Aller Anfang ist schwer – wie aus einer Baustelle unser Bed & Breakfast wurde

Vom ganz normalen Baustellenwahnsinn, einem großen Traum und endlich Licht am Ende des Tunnels

Ein eigenes kleines Bed & Breakfast zu eröffnen ist nicht nur unglaublich spannend, sondern leider auch sehr arbeitsintensiv. Seit mehr als drei Monaten planen, renovieren, sanieren und schwitzen wir nun schon für unseren Traum von der Selbstständigkeit.

Da fragt man sich unweigerlich hin und wieder: „Ob sich die ganze Mühe lohnt?“ Oder auch: „Was um alles in der Welt haben wir uns eigentlich dabei gedacht?“ Telefonkabel werden beim Ausgraben abgerissen, nicht eingezeichnete Sickergruben tauchen wie aus dem Nichts bei den Erdarbeiten auf, Parkplätze werden noch einmal neu gepflastert, bereits gestrichene Wände noch einmal aufgeklopft. Da hilft nur ein gutes Nervenkostüm und der unerschütterliche Glaube daran, dass am Ende schon alles gut wird.
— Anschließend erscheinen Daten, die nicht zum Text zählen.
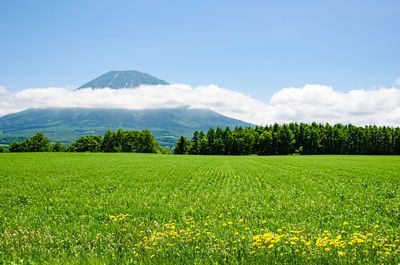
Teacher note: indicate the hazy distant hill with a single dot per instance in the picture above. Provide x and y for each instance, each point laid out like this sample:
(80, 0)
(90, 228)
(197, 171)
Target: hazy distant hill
(123, 79)
(68, 124)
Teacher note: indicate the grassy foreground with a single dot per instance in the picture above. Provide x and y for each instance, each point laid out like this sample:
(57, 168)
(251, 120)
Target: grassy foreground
(138, 208)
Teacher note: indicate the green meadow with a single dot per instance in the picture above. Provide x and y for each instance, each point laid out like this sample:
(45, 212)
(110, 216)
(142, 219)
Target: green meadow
(97, 208)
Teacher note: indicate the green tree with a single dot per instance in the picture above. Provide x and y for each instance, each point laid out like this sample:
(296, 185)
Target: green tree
(181, 146)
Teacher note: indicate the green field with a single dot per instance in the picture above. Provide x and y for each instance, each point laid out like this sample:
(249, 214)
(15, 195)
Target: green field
(137, 208)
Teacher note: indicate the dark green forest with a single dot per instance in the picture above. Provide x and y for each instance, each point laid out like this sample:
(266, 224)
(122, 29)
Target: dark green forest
(293, 138)
(119, 141)
(307, 139)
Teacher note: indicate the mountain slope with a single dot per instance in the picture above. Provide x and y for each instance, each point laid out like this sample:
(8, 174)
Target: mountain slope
(68, 124)
(123, 79)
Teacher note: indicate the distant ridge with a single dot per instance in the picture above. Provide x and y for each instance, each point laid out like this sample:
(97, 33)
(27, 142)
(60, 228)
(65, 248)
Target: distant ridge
(123, 79)
(68, 124)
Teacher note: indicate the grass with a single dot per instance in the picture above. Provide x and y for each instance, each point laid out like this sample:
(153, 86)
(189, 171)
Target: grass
(138, 208)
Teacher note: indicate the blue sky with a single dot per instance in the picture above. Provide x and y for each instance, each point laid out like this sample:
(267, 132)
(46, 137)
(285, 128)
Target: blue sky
(253, 47)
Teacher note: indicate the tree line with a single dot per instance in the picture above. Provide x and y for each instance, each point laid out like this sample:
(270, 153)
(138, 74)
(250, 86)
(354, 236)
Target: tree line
(308, 139)
(119, 141)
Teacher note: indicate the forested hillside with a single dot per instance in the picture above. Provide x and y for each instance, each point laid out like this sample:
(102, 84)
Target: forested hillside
(293, 138)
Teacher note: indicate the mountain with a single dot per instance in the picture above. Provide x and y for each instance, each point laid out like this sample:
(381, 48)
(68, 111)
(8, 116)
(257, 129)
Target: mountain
(68, 124)
(123, 79)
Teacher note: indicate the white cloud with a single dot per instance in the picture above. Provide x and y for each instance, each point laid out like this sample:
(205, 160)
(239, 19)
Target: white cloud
(306, 104)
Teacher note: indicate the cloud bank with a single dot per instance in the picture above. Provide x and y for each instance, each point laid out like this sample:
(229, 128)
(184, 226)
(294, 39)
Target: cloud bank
(310, 103)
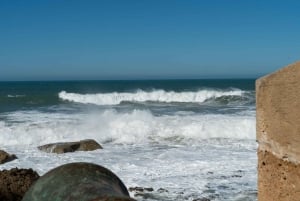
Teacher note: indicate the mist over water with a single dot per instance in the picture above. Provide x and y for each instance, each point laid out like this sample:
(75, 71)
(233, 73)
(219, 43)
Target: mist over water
(195, 139)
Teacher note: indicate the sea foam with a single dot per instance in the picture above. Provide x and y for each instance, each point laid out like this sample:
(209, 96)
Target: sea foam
(116, 98)
(135, 127)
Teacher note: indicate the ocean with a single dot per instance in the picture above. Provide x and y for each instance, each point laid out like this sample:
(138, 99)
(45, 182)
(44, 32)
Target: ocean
(186, 139)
Und tatsächlich: Nach vielen Wochen zwischen Verzweiflung, Erschöpfung und Vorfreude nimmt alles langsam Gestalt an, und es ergibt sich ein ungefähres Bild davon, was unsere Gäste bald erwartet.
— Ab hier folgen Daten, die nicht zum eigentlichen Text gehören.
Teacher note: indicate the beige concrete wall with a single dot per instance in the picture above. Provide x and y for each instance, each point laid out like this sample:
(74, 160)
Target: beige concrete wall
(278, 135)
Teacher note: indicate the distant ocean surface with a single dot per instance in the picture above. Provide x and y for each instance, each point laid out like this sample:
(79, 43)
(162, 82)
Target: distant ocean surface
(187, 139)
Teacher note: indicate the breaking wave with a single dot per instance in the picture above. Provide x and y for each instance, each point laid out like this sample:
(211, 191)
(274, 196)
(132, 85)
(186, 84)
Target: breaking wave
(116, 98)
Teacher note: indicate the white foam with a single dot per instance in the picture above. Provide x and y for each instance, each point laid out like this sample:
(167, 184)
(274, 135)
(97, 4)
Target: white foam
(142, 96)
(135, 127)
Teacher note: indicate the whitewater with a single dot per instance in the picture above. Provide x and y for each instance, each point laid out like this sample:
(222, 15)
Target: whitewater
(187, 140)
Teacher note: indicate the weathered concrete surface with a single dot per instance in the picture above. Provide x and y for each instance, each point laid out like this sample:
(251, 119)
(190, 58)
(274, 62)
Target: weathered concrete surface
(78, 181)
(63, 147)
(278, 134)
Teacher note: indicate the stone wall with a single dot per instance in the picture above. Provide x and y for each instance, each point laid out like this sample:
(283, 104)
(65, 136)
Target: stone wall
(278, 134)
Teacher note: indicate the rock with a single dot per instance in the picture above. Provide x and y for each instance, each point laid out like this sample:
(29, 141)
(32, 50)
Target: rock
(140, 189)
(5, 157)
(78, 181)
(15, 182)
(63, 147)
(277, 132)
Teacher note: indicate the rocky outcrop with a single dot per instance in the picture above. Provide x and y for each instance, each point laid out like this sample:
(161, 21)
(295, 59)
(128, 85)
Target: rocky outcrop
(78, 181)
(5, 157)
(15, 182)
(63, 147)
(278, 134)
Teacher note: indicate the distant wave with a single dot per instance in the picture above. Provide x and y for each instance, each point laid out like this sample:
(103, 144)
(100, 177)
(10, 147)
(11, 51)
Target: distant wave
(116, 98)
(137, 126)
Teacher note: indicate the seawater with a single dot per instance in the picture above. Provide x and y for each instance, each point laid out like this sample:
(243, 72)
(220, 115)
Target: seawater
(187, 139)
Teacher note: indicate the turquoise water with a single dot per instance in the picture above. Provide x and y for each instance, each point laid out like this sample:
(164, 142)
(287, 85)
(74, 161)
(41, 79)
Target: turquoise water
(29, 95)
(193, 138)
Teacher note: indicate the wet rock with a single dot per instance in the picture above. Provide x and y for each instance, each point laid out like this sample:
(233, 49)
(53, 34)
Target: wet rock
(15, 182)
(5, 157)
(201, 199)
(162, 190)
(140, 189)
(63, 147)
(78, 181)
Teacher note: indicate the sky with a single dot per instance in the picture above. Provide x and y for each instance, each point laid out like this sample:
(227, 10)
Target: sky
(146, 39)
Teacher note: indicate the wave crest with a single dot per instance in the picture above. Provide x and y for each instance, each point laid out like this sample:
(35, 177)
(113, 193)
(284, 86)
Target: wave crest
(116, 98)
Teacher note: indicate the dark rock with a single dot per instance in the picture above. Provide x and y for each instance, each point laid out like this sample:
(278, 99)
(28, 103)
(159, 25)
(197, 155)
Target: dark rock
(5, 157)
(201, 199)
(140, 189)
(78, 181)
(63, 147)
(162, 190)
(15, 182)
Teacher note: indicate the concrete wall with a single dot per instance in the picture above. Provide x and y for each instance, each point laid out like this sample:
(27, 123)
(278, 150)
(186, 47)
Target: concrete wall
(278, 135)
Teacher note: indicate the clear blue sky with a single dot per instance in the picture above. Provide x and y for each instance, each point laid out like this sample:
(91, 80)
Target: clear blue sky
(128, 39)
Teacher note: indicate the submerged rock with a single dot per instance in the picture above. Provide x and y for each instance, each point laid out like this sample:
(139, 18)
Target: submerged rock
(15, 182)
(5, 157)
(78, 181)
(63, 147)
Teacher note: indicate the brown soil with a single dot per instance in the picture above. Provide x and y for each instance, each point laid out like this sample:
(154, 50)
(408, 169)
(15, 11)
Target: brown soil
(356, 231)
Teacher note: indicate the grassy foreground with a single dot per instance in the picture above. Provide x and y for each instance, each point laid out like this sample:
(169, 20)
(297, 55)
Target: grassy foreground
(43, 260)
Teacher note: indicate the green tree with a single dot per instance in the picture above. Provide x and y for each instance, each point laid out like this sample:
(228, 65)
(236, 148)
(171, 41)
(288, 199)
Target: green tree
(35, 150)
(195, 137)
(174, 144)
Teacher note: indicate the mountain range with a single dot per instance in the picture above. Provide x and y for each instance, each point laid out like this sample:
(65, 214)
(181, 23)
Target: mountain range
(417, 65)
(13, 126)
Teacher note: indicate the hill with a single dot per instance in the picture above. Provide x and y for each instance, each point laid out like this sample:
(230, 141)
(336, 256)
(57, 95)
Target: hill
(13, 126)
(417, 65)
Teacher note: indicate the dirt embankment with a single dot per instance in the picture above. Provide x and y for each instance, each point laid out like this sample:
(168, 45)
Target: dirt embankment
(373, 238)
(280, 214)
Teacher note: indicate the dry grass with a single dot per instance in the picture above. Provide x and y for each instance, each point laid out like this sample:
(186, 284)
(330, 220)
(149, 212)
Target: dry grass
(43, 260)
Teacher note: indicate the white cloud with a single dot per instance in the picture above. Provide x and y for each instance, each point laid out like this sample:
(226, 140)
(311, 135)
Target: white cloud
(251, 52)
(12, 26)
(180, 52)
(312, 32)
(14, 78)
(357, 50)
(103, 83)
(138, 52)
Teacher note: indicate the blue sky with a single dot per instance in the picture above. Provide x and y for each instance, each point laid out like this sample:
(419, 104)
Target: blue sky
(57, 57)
Der große Arbeitsaufwand ist leider auch der Grund dafür, dass wir noch keine Zimmerfotos zeigen können. Die ersten entstehen aber in den nächsten Tagen, denn unser erstes Zimmer hat schon Tapeten und einen wunderschönen Holzboden bekommen. Alle drei Gästezimmer greifen das Thema See auf – schließlich befinden wir uns inmitten der wunderschönen Ville, und bis zum Berggeistsee sind es nur wenige Meter zu Fuß.

Den Fortschritt der Renovierungsarbeiten können Sie ab sofort hier nachlesen. Viel Spaß dabei – und bis bald im Haus am See!

Nachtrag 2026: Aus den drei Zimmern von damals sind inzwischen fünf Gästezimmer geworden, dazu kam 2025 unser Appartementhaus. Die Aufregung dieser ersten Wochen erinnert uns bis heute daran, warum wir das hier tun.